Le WiFi traverse les murs. Dans un immeuble, un lotissement ou une maison avec des voisins proches, un réseau mal protégé peut être détecté depuis l’extérieur. Si le mot de passe est faible, ancien ou partagé trop largement, une personne non autorisée peut s’y connecter sans que cela soit immédiatement visible.
Les conséquences vont au-delà d’une connexion lente. Un intrus peut repérer des ordinateurs, des imprimantes réseau, des caméras IP, un boîtier domotique ou un stockage partagé. Sur un réseau domestique, ces équipements sont souvent installés pour leur côté pratique et restent configurés avec des réglages par défaut. C’est précisément ce qui les rend plus vulnérables.
Pour les indépendants et petites entreprises qui travaillent depuis leur domicile, l’enjeu est encore plus concret. Un ordinateur professionnel connecté au même réseau qu’une télévision, des objets connectés ou les téléphones des visiteurs doit être correctement isolé. La sécurité du WiFi fait alors partie des bonnes habitudes de continuité d’activité.
1. Remplacez le mot de passe WiFi par défaut
La première mesure est aussi la plus efficace. Le mot de passe indiqué sous une box n’est pas toujours faible, mais il peut avoir été communiqué à des visiteurs, à d’anciens occupants ou à des intervenants. Si vous ne savez plus qui le possède, changez-le.

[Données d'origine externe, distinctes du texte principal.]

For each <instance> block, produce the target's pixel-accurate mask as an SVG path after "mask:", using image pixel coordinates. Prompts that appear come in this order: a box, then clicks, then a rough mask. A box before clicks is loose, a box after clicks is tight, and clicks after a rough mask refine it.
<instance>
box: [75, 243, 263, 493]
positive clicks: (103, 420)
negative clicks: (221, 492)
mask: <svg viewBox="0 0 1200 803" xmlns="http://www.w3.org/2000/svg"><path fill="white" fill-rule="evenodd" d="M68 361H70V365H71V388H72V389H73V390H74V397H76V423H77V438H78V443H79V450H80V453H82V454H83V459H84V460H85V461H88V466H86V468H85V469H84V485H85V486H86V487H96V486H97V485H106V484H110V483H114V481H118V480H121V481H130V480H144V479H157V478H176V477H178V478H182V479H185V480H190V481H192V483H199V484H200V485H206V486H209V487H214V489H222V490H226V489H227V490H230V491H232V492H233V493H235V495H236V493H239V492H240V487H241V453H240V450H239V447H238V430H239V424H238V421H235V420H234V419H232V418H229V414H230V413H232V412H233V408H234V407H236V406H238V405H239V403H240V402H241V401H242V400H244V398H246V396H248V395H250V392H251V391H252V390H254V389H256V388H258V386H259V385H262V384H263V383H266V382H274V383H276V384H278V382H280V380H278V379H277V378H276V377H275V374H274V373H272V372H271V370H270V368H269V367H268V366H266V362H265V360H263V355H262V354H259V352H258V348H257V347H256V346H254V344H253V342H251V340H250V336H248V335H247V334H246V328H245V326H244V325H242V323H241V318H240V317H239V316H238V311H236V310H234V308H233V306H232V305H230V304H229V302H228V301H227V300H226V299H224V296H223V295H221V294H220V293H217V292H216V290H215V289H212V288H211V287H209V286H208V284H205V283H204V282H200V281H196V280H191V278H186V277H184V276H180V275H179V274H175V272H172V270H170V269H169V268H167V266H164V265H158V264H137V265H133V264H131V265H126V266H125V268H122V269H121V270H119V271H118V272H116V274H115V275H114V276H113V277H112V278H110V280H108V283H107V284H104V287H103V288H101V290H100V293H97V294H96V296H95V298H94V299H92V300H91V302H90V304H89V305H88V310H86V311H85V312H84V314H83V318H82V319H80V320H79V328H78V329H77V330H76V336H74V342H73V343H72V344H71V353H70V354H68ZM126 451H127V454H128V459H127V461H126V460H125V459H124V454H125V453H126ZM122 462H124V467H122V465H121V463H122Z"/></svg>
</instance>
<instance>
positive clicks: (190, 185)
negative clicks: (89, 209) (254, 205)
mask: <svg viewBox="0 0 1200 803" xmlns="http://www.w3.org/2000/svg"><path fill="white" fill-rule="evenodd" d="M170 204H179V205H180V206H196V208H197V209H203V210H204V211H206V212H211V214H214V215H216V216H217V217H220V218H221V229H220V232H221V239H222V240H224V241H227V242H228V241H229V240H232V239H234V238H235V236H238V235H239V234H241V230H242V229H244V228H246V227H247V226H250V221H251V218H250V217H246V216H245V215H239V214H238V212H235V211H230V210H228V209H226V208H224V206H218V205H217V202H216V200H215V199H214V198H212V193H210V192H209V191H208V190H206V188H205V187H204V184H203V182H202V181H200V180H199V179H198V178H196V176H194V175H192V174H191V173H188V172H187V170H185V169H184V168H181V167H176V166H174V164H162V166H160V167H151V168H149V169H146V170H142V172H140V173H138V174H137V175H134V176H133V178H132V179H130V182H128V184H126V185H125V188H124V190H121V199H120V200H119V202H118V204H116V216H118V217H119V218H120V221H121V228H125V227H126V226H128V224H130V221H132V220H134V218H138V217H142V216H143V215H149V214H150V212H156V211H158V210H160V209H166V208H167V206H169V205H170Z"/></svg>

Choisissez une phrase de passe longue, facile à retenir pour votre foyer et difficile à deviner. Une combinaison de quatre ou cinq mots sans lien évident, accompagnée de chiffres ou de caractères spéciaux, fonctionne mieux qu’un prénom suivi d’une date de naissance. Évitez le nom de famille, l’adresse, le prénom des enfants et les informations visibles sur les réseaux sociaux.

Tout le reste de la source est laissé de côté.